I happen to be 5′4.5″ (yes, that half-inch is very important to me), I gained 35 pounds with my first pregnancy (at 18), lost all but 15 pounds of it in a year and a half (my then-husband was in college, I spent a LOT of time alone with my baby depressed and EATING because of it), and freaked out for a while about the fact that I wasn’t as skinny as I was in high school (I was lucky if I could manage to maintain a weight of 100 pounds, that WITH stuffing my face constantly–it actually affected my pregnancy, too, I was ordered to do no more than half an hour of moderate activity a day).
I realized when my baby was 3 (21, and 115 pounds), that I was actually at a considerably healthier weight than I had been, and a lot of what I had picked up was muscle–playing with a little boy is quite a workout, especially when he loves to be tossed up in the air like mine does.
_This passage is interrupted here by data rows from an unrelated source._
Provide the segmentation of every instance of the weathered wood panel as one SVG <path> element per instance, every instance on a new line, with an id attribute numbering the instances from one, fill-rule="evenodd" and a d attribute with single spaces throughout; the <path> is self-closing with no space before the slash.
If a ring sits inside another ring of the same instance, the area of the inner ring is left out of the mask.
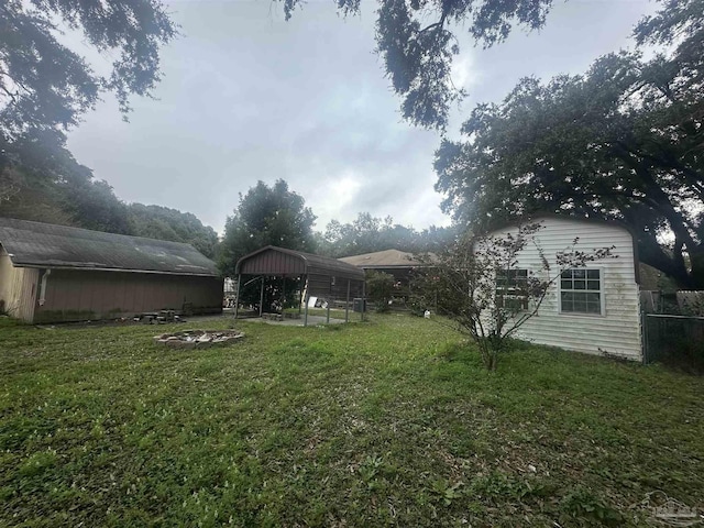
<path id="1" fill-rule="evenodd" d="M 130 317 L 161 309 L 222 310 L 222 279 L 148 273 L 53 270 L 35 322 Z"/>
<path id="2" fill-rule="evenodd" d="M 0 300 L 12 317 L 31 322 L 36 300 L 37 270 L 14 267 L 0 246 Z"/>

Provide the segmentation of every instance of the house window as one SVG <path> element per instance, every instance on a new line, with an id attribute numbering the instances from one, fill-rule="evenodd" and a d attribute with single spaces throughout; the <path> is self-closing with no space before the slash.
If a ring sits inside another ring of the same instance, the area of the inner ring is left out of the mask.
<path id="1" fill-rule="evenodd" d="M 560 275 L 560 307 L 569 314 L 602 314 L 602 271 L 565 270 Z"/>
<path id="2" fill-rule="evenodd" d="M 496 271 L 496 305 L 509 310 L 528 309 L 528 270 Z"/>

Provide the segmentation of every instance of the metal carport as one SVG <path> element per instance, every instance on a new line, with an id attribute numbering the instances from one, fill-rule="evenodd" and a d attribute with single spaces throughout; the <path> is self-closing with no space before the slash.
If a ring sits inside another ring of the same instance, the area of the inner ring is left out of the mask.
<path id="1" fill-rule="evenodd" d="M 344 299 L 345 320 L 349 320 L 350 300 L 364 298 L 364 271 L 356 266 L 327 256 L 304 253 L 267 245 L 238 261 L 238 276 L 234 317 L 238 317 L 240 287 L 243 276 L 262 277 L 262 292 L 266 277 L 302 279 L 301 304 L 305 307 L 304 324 L 308 324 L 308 300 L 321 297 L 328 301 L 328 312 L 332 301 Z M 260 315 L 262 306 L 260 305 Z"/>

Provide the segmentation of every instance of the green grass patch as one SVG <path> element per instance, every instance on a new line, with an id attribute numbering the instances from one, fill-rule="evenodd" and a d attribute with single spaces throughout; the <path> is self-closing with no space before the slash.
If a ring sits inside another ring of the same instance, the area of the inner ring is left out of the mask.
<path id="1" fill-rule="evenodd" d="M 701 378 L 528 345 L 488 373 L 433 321 L 367 319 L 239 322 L 206 350 L 3 323 L 0 526 L 649 526 L 656 491 L 704 508 Z"/>

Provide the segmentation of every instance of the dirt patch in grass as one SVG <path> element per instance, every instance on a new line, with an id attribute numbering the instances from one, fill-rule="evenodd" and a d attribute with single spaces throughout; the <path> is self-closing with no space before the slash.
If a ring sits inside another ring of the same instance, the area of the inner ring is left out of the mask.
<path id="1" fill-rule="evenodd" d="M 656 491 L 704 508 L 698 378 L 529 346 L 487 373 L 398 315 L 238 330 L 164 354 L 153 327 L 0 328 L 0 525 L 650 526 Z"/>

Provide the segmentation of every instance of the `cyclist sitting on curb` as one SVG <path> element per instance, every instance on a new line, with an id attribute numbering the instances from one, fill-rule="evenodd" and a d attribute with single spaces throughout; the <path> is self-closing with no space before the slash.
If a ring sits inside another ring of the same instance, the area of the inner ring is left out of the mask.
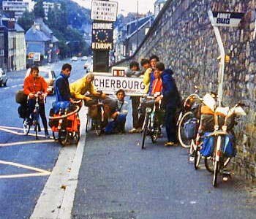
<path id="1" fill-rule="evenodd" d="M 110 121 L 105 127 L 105 134 L 124 133 L 126 118 L 128 113 L 128 103 L 124 100 L 125 96 L 124 91 L 120 89 L 116 92 L 117 109 L 112 115 L 113 121 Z"/>
<path id="2" fill-rule="evenodd" d="M 94 96 L 105 99 L 105 93 L 100 94 L 94 90 L 92 84 L 94 80 L 94 75 L 92 73 L 88 73 L 86 77 L 71 83 L 69 85 L 71 96 L 77 99 L 84 100 L 86 103 L 93 100 L 91 97 L 85 96 L 86 93 L 89 91 Z"/>
<path id="3" fill-rule="evenodd" d="M 29 96 L 29 112 L 27 115 L 27 120 L 29 120 L 29 116 L 31 113 L 33 112 L 36 104 L 36 99 L 34 95 L 37 93 L 37 92 L 42 92 L 43 95 L 47 96 L 47 88 L 48 84 L 44 78 L 41 76 L 39 76 L 39 69 L 37 66 L 32 66 L 31 68 L 31 72 L 29 75 L 25 78 L 24 85 L 23 85 L 23 91 L 26 95 Z M 39 113 L 40 115 L 42 124 L 45 128 L 45 137 L 49 137 L 48 128 L 47 125 L 47 120 L 45 117 L 45 103 L 42 100 L 39 99 Z M 32 120 L 34 118 L 32 118 Z"/>
<path id="4" fill-rule="evenodd" d="M 158 96 L 156 101 L 162 99 L 162 104 L 165 111 L 165 123 L 167 142 L 165 146 L 177 145 L 175 116 L 176 108 L 181 103 L 181 99 L 176 83 L 172 77 L 173 71 L 170 69 L 165 69 L 165 65 L 161 62 L 157 63 L 156 71 L 159 71 L 161 74 L 162 82 L 162 95 Z"/>

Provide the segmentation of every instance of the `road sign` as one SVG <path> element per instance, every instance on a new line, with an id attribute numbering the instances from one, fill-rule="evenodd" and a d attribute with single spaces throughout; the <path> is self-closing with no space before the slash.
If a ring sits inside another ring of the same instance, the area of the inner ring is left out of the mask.
<path id="1" fill-rule="evenodd" d="M 115 94 L 119 89 L 123 89 L 126 95 L 141 95 L 145 85 L 143 77 L 112 77 L 109 73 L 95 73 L 94 86 L 96 90 L 104 93 Z"/>
<path id="2" fill-rule="evenodd" d="M 93 50 L 113 49 L 112 22 L 94 22 L 92 23 L 91 48 Z"/>
<path id="3" fill-rule="evenodd" d="M 124 77 L 126 71 L 128 70 L 127 67 L 112 67 L 111 72 L 112 76 L 121 76 Z"/>
<path id="4" fill-rule="evenodd" d="M 238 26 L 244 13 L 230 12 L 212 12 L 216 26 Z"/>
<path id="5" fill-rule="evenodd" d="M 113 1 L 91 1 L 91 19 L 114 22 L 116 20 L 118 3 Z"/>

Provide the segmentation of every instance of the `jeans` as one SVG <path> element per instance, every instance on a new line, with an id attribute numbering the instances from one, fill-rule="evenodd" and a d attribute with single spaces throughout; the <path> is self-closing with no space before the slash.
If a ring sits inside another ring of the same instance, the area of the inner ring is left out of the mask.
<path id="1" fill-rule="evenodd" d="M 177 142 L 176 131 L 176 108 L 165 107 L 165 123 L 168 142 Z"/>
<path id="2" fill-rule="evenodd" d="M 138 108 L 140 105 L 140 96 L 131 96 L 132 106 L 132 125 L 133 128 L 142 128 L 144 122 L 144 115 L 138 115 Z"/>
<path id="3" fill-rule="evenodd" d="M 105 133 L 111 134 L 114 132 L 115 129 L 117 129 L 118 131 L 124 131 L 124 126 L 126 120 L 127 115 L 120 113 L 116 120 L 108 123 L 105 129 Z"/>

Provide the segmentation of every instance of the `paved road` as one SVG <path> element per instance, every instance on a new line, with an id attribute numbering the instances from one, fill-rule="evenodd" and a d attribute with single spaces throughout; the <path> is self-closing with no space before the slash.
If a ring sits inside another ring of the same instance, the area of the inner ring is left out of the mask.
<path id="1" fill-rule="evenodd" d="M 195 171 L 188 163 L 186 150 L 148 139 L 141 150 L 140 139 L 87 135 L 72 218 L 256 218 L 255 199 L 241 181 L 214 188 L 203 166 Z"/>
<path id="2" fill-rule="evenodd" d="M 50 66 L 58 74 L 67 61 L 70 62 L 66 60 Z M 83 63 L 80 61 L 71 63 L 73 69 L 69 82 L 84 75 Z M 25 71 L 7 72 L 7 87 L 0 88 L 0 218 L 29 218 L 61 147 L 58 142 L 44 142 L 43 136 L 39 141 L 34 141 L 34 136 L 22 134 L 23 120 L 18 118 L 15 93 L 23 88 Z M 47 116 L 54 99 L 54 96 L 48 96 Z M 1 178 L 4 175 L 10 178 Z"/>

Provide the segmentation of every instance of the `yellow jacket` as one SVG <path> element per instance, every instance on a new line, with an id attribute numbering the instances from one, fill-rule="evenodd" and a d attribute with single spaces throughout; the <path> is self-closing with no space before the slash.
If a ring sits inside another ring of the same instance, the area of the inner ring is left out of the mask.
<path id="1" fill-rule="evenodd" d="M 151 75 L 152 69 L 148 68 L 146 70 L 143 77 L 143 83 L 145 85 L 144 93 L 148 93 L 150 85 L 150 79 Z"/>
<path id="2" fill-rule="evenodd" d="M 84 94 L 89 91 L 91 94 L 96 94 L 92 82 L 88 82 L 86 77 L 83 77 L 69 85 L 71 96 L 78 99 L 83 99 Z"/>

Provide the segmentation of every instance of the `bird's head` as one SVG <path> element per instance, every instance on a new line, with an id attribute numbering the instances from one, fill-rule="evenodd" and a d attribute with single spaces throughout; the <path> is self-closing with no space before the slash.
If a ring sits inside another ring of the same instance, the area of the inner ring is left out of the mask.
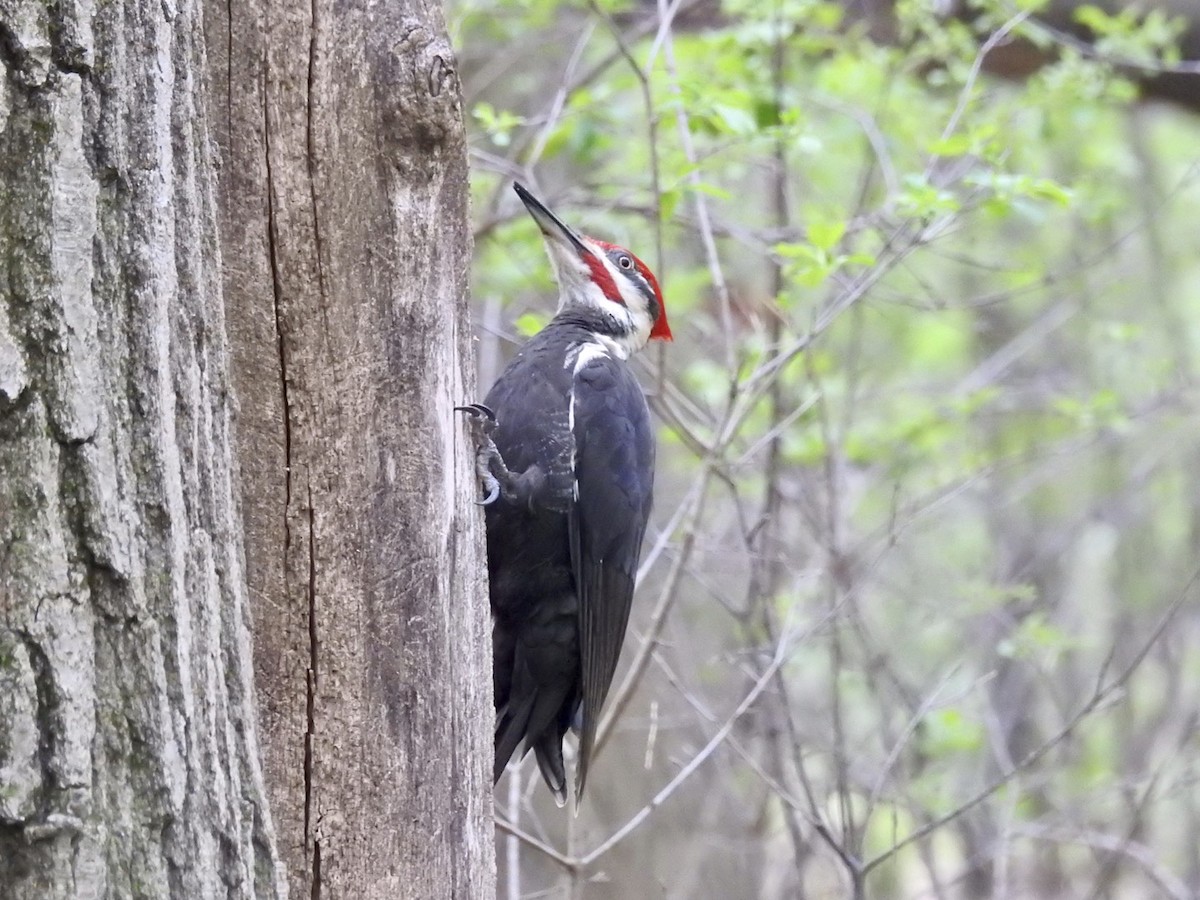
<path id="1" fill-rule="evenodd" d="M 601 323 L 596 337 L 626 358 L 649 340 L 671 340 L 662 292 L 646 263 L 623 247 L 569 228 L 522 185 L 512 187 L 546 241 L 559 312 L 593 313 Z"/>

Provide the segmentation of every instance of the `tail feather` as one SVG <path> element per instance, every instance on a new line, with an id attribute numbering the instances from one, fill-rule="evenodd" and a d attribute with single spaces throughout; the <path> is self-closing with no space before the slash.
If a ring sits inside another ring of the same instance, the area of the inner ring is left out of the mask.
<path id="1" fill-rule="evenodd" d="M 566 805 L 566 768 L 563 766 L 563 736 L 554 732 L 556 730 L 551 730 L 544 733 L 533 745 L 533 751 L 538 757 L 538 768 L 541 769 L 541 780 L 562 809 Z"/>
<path id="2" fill-rule="evenodd" d="M 516 752 L 517 746 L 524 739 L 526 730 L 529 727 L 529 714 L 533 712 L 535 697 L 530 696 L 523 702 L 509 706 L 496 722 L 496 762 L 492 768 L 492 784 L 500 780 L 504 769 L 508 768 L 509 760 Z"/>

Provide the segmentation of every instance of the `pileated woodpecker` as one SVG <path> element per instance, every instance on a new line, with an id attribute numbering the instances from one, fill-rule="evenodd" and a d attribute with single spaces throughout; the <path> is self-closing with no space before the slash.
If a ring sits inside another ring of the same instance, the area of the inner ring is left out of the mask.
<path id="1" fill-rule="evenodd" d="M 541 229 L 558 312 L 472 415 L 488 491 L 499 780 L 524 742 L 558 805 L 563 737 L 580 731 L 582 796 L 625 636 L 650 514 L 654 433 L 629 358 L 670 341 L 658 281 L 628 250 L 565 226 L 514 185 Z"/>

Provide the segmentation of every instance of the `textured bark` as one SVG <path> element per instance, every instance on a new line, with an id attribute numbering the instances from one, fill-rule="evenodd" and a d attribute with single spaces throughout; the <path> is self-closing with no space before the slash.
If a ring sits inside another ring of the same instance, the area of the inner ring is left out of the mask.
<path id="1" fill-rule="evenodd" d="M 199 8 L 0 0 L 0 894 L 282 893 Z"/>
<path id="2" fill-rule="evenodd" d="M 444 30 L 421 0 L 208 7 L 264 768 L 298 895 L 493 890 Z"/>

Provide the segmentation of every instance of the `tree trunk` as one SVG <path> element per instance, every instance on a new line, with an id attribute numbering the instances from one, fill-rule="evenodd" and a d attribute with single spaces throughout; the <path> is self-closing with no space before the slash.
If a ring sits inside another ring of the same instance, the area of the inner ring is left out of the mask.
<path id="1" fill-rule="evenodd" d="M 487 896 L 440 11 L 203 18 L 0 1 L 0 894 Z"/>
<path id="2" fill-rule="evenodd" d="M 0 2 L 0 894 L 282 893 L 199 8 Z"/>
<path id="3" fill-rule="evenodd" d="M 475 386 L 442 11 L 208 12 L 256 680 L 292 887 L 484 898 L 490 629 L 451 410 Z"/>

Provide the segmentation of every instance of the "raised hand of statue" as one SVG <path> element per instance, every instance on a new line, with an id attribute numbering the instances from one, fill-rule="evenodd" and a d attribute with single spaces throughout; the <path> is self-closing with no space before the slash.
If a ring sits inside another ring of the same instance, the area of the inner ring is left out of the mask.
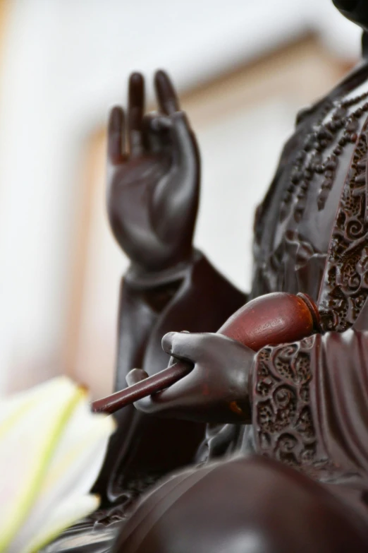
<path id="1" fill-rule="evenodd" d="M 144 80 L 135 73 L 128 117 L 116 107 L 109 123 L 109 219 L 140 274 L 190 258 L 199 200 L 195 136 L 168 76 L 158 71 L 154 84 L 159 112 L 144 114 Z"/>
<path id="2" fill-rule="evenodd" d="M 221 334 L 170 332 L 162 347 L 173 357 L 194 365 L 169 388 L 134 405 L 160 417 L 204 422 L 249 422 L 249 380 L 254 352 Z M 147 377 L 140 369 L 128 373 L 129 386 Z"/>

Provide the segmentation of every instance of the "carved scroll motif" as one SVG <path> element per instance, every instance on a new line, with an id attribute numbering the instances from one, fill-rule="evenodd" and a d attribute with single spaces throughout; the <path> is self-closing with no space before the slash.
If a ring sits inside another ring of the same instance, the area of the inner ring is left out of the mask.
<path id="1" fill-rule="evenodd" d="M 325 331 L 349 328 L 368 296 L 367 153 L 363 132 L 344 184 L 321 286 L 319 308 Z"/>
<path id="2" fill-rule="evenodd" d="M 259 352 L 253 383 L 253 420 L 260 453 L 321 479 L 335 468 L 317 454 L 309 389 L 314 341 L 315 336 L 311 336 Z"/>

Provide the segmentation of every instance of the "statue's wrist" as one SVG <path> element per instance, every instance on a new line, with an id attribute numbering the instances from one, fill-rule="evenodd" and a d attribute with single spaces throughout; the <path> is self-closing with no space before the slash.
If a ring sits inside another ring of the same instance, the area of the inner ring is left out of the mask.
<path id="1" fill-rule="evenodd" d="M 124 283 L 132 288 L 142 291 L 169 285 L 183 279 L 202 257 L 200 251 L 193 249 L 187 260 L 157 271 L 148 270 L 132 263 L 124 276 Z"/>

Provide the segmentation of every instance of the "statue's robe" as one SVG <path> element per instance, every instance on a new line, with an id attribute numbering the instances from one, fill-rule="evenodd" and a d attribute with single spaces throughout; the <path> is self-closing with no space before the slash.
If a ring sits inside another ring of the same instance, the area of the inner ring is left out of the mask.
<path id="1" fill-rule="evenodd" d="M 248 297 L 276 291 L 308 294 L 321 313 L 325 334 L 264 348 L 253 368 L 252 425 L 208 427 L 197 460 L 254 451 L 306 472 L 344 499 L 348 496 L 368 521 L 367 136 L 365 63 L 299 114 L 254 223 L 254 272 Z M 175 276 L 172 297 L 160 312 L 152 309 L 149 283 L 125 280 L 118 388 L 132 367 L 151 372 L 165 366 L 160 343 L 166 331 L 214 331 L 246 299 L 200 254 L 179 277 Z M 169 282 L 166 275 L 162 284 Z M 229 312 L 224 307 L 216 312 L 219 299 L 224 306 L 226 298 Z M 141 336 L 134 347 L 124 333 L 131 325 Z M 139 492 L 150 482 L 149 475 L 144 475 L 149 464 L 158 460 L 159 465 L 165 451 L 173 451 L 164 432 L 166 449 L 160 451 L 164 445 L 154 448 L 164 424 L 159 420 L 152 417 L 148 423 L 133 408 L 122 410 L 120 417 L 97 487 L 118 502 L 122 494 L 131 496 L 124 488 L 135 467 L 140 463 L 142 475 L 137 480 L 143 485 L 134 484 Z M 147 434 L 149 446 L 145 447 L 142 436 Z M 200 432 L 181 460 L 173 458 L 165 470 L 188 462 L 198 436 Z M 91 551 L 106 550 L 95 542 Z"/>

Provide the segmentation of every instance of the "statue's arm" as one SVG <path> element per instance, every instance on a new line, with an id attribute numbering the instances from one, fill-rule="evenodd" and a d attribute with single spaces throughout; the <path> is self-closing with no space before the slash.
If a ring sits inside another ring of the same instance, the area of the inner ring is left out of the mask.
<path id="1" fill-rule="evenodd" d="M 252 367 L 259 453 L 319 480 L 368 470 L 368 333 L 267 347 Z"/>

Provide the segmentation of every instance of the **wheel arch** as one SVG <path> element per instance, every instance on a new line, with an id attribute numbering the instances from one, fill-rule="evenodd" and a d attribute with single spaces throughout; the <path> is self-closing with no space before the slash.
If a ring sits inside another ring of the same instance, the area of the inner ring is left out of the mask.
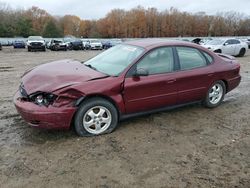
<path id="1" fill-rule="evenodd" d="M 120 117 L 121 115 L 121 111 L 119 108 L 119 105 L 115 102 L 114 99 L 112 99 L 111 97 L 107 96 L 107 95 L 102 95 L 102 94 L 90 94 L 90 95 L 86 95 L 86 96 L 82 96 L 79 99 L 77 99 L 77 101 L 75 102 L 75 106 L 79 107 L 84 101 L 89 100 L 91 98 L 102 98 L 104 100 L 107 100 L 108 102 L 110 102 L 111 104 L 114 105 L 114 107 L 117 110 L 118 113 L 118 117 Z"/>

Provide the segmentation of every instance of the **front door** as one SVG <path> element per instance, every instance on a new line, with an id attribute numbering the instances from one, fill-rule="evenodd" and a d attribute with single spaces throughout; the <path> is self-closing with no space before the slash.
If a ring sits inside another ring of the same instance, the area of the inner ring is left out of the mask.
<path id="1" fill-rule="evenodd" d="M 209 66 L 212 58 L 209 62 L 205 57 L 208 54 L 191 47 L 176 47 L 176 51 L 180 63 L 180 71 L 176 73 L 177 103 L 202 100 L 214 79 L 214 70 Z"/>
<path id="2" fill-rule="evenodd" d="M 128 76 L 124 82 L 126 113 L 136 113 L 176 104 L 177 88 L 173 50 L 162 47 L 146 54 L 133 70 L 144 76 Z"/>

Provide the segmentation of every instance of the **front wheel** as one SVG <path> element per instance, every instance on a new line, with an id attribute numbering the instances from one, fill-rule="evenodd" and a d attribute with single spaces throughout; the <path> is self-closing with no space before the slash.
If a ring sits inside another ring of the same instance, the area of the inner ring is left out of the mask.
<path id="1" fill-rule="evenodd" d="M 226 93 L 226 86 L 223 81 L 215 82 L 208 90 L 206 99 L 203 101 L 208 108 L 214 108 L 221 104 Z"/>
<path id="2" fill-rule="evenodd" d="M 118 124 L 115 106 L 102 98 L 83 102 L 75 115 L 74 126 L 79 136 L 111 133 Z"/>
<path id="3" fill-rule="evenodd" d="M 246 53 L 246 49 L 245 48 L 241 48 L 238 56 L 239 57 L 243 57 L 245 55 L 245 53 Z"/>

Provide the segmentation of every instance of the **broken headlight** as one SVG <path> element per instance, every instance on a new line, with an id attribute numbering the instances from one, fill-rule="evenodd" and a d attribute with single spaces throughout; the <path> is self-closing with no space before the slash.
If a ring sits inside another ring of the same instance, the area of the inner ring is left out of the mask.
<path id="1" fill-rule="evenodd" d="M 39 92 L 29 96 L 30 100 L 39 106 L 49 106 L 56 99 L 56 95 L 51 93 Z"/>

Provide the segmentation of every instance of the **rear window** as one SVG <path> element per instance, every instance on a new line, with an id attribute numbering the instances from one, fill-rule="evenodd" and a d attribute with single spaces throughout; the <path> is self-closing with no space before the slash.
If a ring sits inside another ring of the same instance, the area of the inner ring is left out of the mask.
<path id="1" fill-rule="evenodd" d="M 212 63 L 213 62 L 213 58 L 212 58 L 212 56 L 211 55 L 209 55 L 208 53 L 206 53 L 206 52 L 202 52 L 203 54 L 204 54 L 204 56 L 207 58 L 207 60 L 208 60 L 208 63 Z"/>
<path id="2" fill-rule="evenodd" d="M 189 70 L 207 65 L 201 52 L 191 47 L 177 47 L 181 70 Z"/>

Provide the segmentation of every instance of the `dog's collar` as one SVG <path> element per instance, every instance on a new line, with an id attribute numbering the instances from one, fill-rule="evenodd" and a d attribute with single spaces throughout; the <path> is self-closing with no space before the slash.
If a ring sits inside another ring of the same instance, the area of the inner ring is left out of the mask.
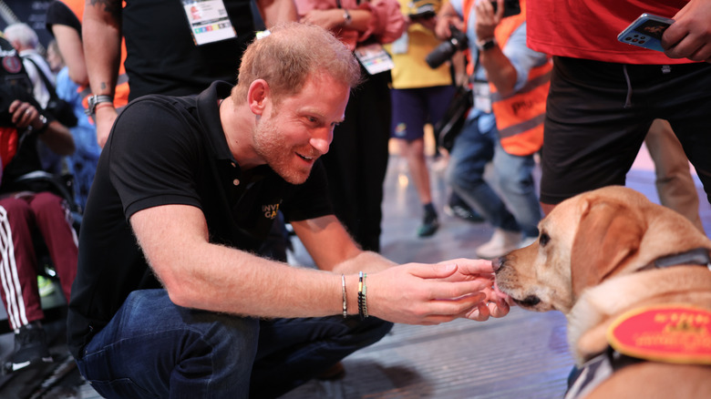
<path id="1" fill-rule="evenodd" d="M 708 250 L 706 248 L 696 248 L 685 252 L 675 253 L 674 255 L 663 256 L 657 258 L 651 263 L 637 270 L 637 271 L 648 271 L 650 269 L 665 269 L 672 266 L 706 266 L 711 271 L 711 257 L 708 255 Z"/>

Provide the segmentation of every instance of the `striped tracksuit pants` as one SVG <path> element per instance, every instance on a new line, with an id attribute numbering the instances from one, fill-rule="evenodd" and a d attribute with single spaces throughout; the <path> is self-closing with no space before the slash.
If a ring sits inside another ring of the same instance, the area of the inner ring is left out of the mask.
<path id="1" fill-rule="evenodd" d="M 0 294 L 14 330 L 44 318 L 33 242 L 37 233 L 46 244 L 68 302 L 77 255 L 71 220 L 64 200 L 49 192 L 0 200 Z"/>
I am now 23 and just over the halfway point of my second pregnancy, and I popped early too–something about the second pregnancy just makes your body want to jump the gun a little bit. At 2 months along, I just felt “fat,” I couldn’t wear skinny shirts anymore, I couldn’t wear my jeans without having to leave them unbuttoned (lots of long t-shirts hid that little factor), and I felt ridiculously unattractive, and not too great considering the fact that I was puking a lot and felt like absolute crap even more often. That “too fat for my regular clothes and too small for maternity clothes” stage has been really annoying. I STILL can’t wear the maternity pants my friend gave me, they’re all too big around the hips, so I get around it by wearing a larger size of jeans with a belt. The tops, however, have been rather useful since the 3rd month came along, and now I’m FINALLY to the point (at roughly 5 months) where it’s obvious that I’m pregnant and not just “putting on weight.”
I was worried about what I was going to look like after I have this baby–I’m still worried about what my boobs are going to do after this one, I hope to go back down to about the size I was before I got pregnant–and then I realized that even if I only get back down to 10 pounds above what I weighed before I got pregnant, it’s not the end of the world, because I’ll still be at a good weight for my height, and J will quit whining about me being “too skinny.” Considering that 120-125 pounds is a good weight for my height–not too heavy, not too light–I would have to say that 130-135 pounds is considerably underweight for your height, and if you’re even at 150, you’re still not anything even remotely close to being or looking “fat.” When you look in the mirror, try to see what your husband sees, what your family and friends see, rather than the lies your eyes are telling you. I’m sure they all think you’re just beautiful, and will gladly tell you so.
A request for people to think about the ethics of buying maternity clothes. Really, if people are willing to bring a baby on this planet, you’d better ensure the planet is in a good state! So please try and think about, for example, the cloth the items are made from, the conditions of the employees where they’re manufactured and the ethics of the clothes retailer. Oh, and endeavour to pass on, rather than discarding. Thanks!!!!
Hello! edakaeg interesting edakaeg site!
My heart goes out to you…this is such a tough battle for many of us. But you articulated your thoughts so clearly…and for me, once I’ve articulated the feelings, then it’s often easier to manage them. I don’t have any easy answers for you. I’m sitting here 40 lbs heavier than I was when Thing One was conceived (and was probably 20 lbs overweight then).
Hugs. And Grace. Give yourself a bit…you deserve it.